I don’t know that I totally agree with Rick from Digitas.

Oddly while social networks do increase quantity research has shown three key things (to indicate that quality is tagging along with the quantity characteristic):
1. A Pew Internet research study shows that internet has actually strengthened and expanded existing social roles of churches and fraternal organizations.  Therefore the quantity has simply strengthened existing quality.

2. the same research showed that more frequent communications via text actually ENCOURAGES the desire to spend more face-to face time

3. the research also shows that texting requires more careful crafting than a telephone or face-to-face communications and 3 out of 10 teens say “that they are more honest with friends when they talk online” therefore quality is the underlying foundation among all this “random quantity” discussion.

Next.

And while we often talk about how internet is influencing people we need to be careful with the ‘influencing’ word.

Research shows that the web can assist in education but ultimately the final influencer remains one and the same as the past.

The most tangible example I have at my fingertips of this notion is the most recent 2011 NPD Group Aftermarket Consumer Outlook Study:

Q: “Where would you go to learn how to do repairs on your vehicle?”

- Friend/Family                                                57%

- Vehicle Repair Manual                               46%

- Mechanic                                          42%

- Internet                                            42%

- Store Personnel                            16% (yikes)

Basically a Mechanic is AS influential as the Internet in this decision.

One word thought here. Wow.

So.

The main point here is that a consumer now has access and is aware of more people (true friends as well as web based friends) and can have more frequent communication due to the digital revolution. Yet. Social media is simply the fact that the traditional benefits of an acquaintance network (personal or professional) and friendships can be more expansively realized than before.

The other truth is that products today are at the mercy of crowds of friends. Crowds providing unsolicited feedback and influencing hordes of consumers making decisions on a daily basis.

Yes.

This is the “F-Factor:”

It is the expanding scenario of consumers increasingly tapping into their networks of friends, fans, and followers to discover, discuss and purchase goods and services, in ever-more sophisticated ways. (source: trendwatching.com)

The F-Factor is a real part of people’s lives because it provides real value. Value in that it offers a purchase decision making opportunity that is more efficient, more relevant, and more interesting and provides more “depth/breadth” than before. In the past consumers either had to spend endless time and effort on trying to discover the best of the best, or had to rely on sources that were distant, unknown or untrusted, and therefore potentially unreliable or irrelevant.

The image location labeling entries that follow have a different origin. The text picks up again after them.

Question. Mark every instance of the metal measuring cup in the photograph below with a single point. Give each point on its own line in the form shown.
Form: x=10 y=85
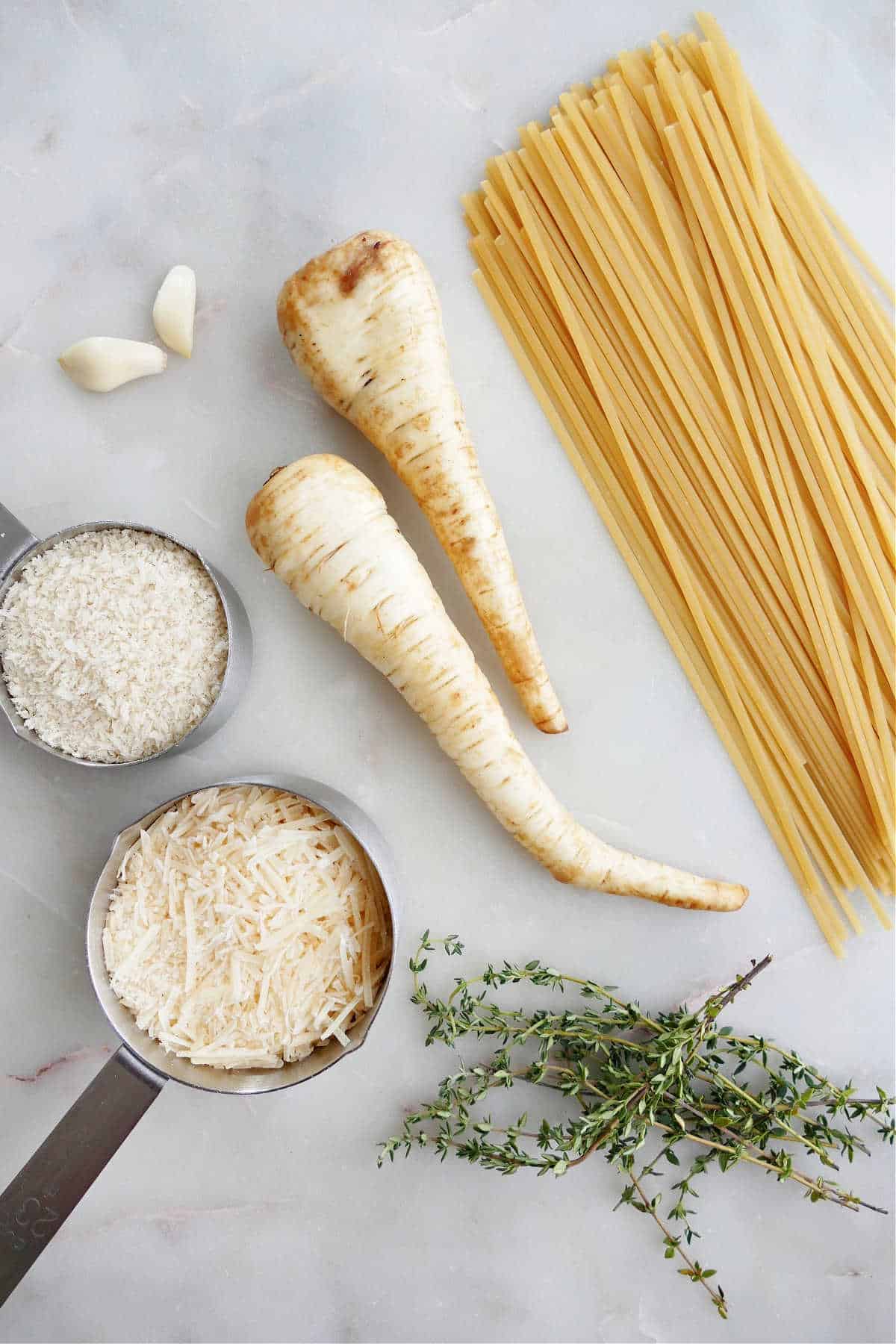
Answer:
x=37 y=1202
x=18 y=546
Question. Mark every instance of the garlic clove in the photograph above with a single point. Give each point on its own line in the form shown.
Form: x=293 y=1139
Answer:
x=175 y=309
x=101 y=363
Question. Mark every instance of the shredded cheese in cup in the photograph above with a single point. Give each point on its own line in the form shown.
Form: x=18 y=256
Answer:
x=247 y=927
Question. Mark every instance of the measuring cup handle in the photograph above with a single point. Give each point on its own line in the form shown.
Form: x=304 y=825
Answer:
x=38 y=1201
x=15 y=539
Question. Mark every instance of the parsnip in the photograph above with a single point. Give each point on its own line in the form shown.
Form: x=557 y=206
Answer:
x=363 y=322
x=324 y=530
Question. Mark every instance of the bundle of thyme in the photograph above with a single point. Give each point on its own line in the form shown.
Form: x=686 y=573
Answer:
x=677 y=1077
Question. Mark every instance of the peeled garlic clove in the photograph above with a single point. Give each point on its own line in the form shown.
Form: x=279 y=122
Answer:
x=101 y=363
x=175 y=309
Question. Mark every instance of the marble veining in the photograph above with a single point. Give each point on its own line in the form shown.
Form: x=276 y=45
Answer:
x=242 y=140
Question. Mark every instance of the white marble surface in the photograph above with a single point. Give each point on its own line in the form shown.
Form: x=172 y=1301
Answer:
x=243 y=139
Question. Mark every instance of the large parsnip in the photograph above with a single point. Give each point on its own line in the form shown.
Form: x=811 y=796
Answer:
x=324 y=530
x=363 y=322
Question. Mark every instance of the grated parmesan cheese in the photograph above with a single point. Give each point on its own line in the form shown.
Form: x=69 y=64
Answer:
x=247 y=927
x=113 y=644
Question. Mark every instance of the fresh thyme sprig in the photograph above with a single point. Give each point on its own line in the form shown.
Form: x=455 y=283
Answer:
x=677 y=1077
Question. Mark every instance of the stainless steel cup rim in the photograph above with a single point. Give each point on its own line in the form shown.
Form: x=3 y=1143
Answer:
x=205 y=1077
x=238 y=656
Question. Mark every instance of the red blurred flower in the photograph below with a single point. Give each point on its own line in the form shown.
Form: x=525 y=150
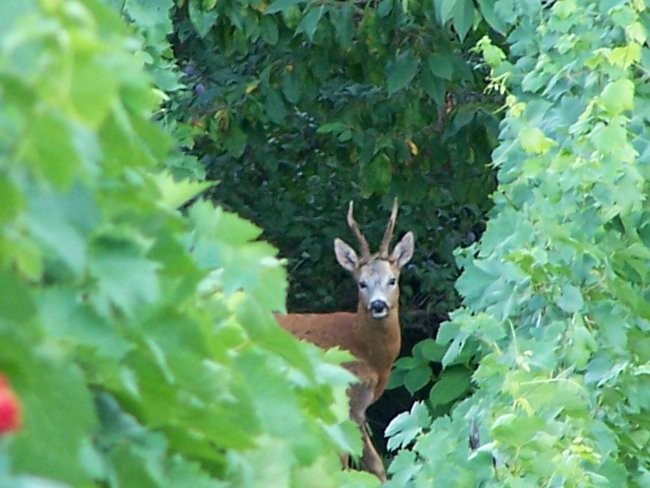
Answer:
x=9 y=408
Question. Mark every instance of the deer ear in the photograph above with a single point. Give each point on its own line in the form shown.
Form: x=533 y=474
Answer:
x=345 y=255
x=403 y=251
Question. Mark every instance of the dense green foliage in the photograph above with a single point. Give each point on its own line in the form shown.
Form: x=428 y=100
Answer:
x=556 y=294
x=139 y=342
x=298 y=107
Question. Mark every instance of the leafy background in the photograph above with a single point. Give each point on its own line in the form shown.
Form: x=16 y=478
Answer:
x=139 y=338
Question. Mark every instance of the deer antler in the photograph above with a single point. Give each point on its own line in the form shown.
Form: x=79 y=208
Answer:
x=354 y=227
x=388 y=234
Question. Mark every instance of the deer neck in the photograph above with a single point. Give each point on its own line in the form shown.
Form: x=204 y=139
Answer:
x=381 y=338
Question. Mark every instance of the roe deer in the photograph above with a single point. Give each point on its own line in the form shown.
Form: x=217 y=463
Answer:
x=372 y=334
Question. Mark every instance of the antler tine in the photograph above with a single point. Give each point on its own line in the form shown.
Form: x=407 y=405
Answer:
x=388 y=234
x=354 y=227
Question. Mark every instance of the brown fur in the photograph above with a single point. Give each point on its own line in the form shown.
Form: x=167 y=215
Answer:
x=372 y=334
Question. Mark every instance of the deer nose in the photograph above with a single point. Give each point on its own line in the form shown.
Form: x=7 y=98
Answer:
x=378 y=306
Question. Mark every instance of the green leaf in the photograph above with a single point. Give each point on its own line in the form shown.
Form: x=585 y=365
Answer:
x=516 y=431
x=441 y=66
x=202 y=19
x=125 y=278
x=46 y=389
x=281 y=5
x=618 y=96
x=401 y=72
x=490 y=16
x=275 y=107
x=270 y=32
x=570 y=300
x=446 y=8
x=406 y=426
x=429 y=349
x=417 y=378
x=291 y=86
x=453 y=383
x=175 y=193
x=534 y=141
x=434 y=86
x=309 y=22
x=343 y=22
x=463 y=17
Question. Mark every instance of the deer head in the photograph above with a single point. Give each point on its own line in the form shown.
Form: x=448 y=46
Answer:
x=377 y=275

Now the six degrees of separation (at least in the influencer world) has shrunk significantly to a “no degree of separation” influencer world (this entire phenomena is inherently changing the trust value equation).

So.

Trendwatching does a nice job of identifying five ways that the F-FACTOR can influence consumer-buying behavior:

1. F-DISCOVERY: How consumers discover new products and services by relying on their social networks (Friends).

2. F-RATED: How consumers will increasingly (and automatically) receive targeted ratings, recommendations and reviews from their social networks. (by the way … this is creating an entirely new industry of something called ‘curated consumption’ where non-experts become distributors of expert like information).

3. F-FEEDBACK: How consumers can ask their friends and followers to improve and validate their buying decisions.

4. F-TOGETHER: How shopping is becoming increasingly social, even when consumers and their peers are not physically together. (in other words, the web permits consumers to share real time information and feedback and opportunities … and this is like a pebble in a pond syndrome where relevance & interest creates ripples difficult to quantify when it works).

5. F-ME: How consumers’ social networks are literally turned into products and services (curated consumption at its best).

This is one of those situations where the internet has unequivocally changed the dimensions of existing attitudes & behaviors. Simplistically the web has put the old F-Factor on steroids. I say it that way to point out that the web has not created anything new (attitude wise) but rather has encouraged a desired behavior to new boundaries.

The internet has also expanded an interesting existing consumer aspect to this entire “influencer” situation.

It is expanding the entire trend of putting consumers to work (whether they recognize it or not).

Think about his for a second.

This trend existed before the web. The easiest early example of this was in the fast food industry. For example the consumer of the fast food restaurant is also to some degree an actual producer of the meal.

-    Among other things, diners are expected to serve as their own waiters carrying their meals to their tables or back to their cars, sandwich makers (by adding fixings like tomatoes, lettuce, and onions in some chains), salad makers (by creating their own salads at the salad bar), and bus persons (by disposing of their own debris after the meal is finished).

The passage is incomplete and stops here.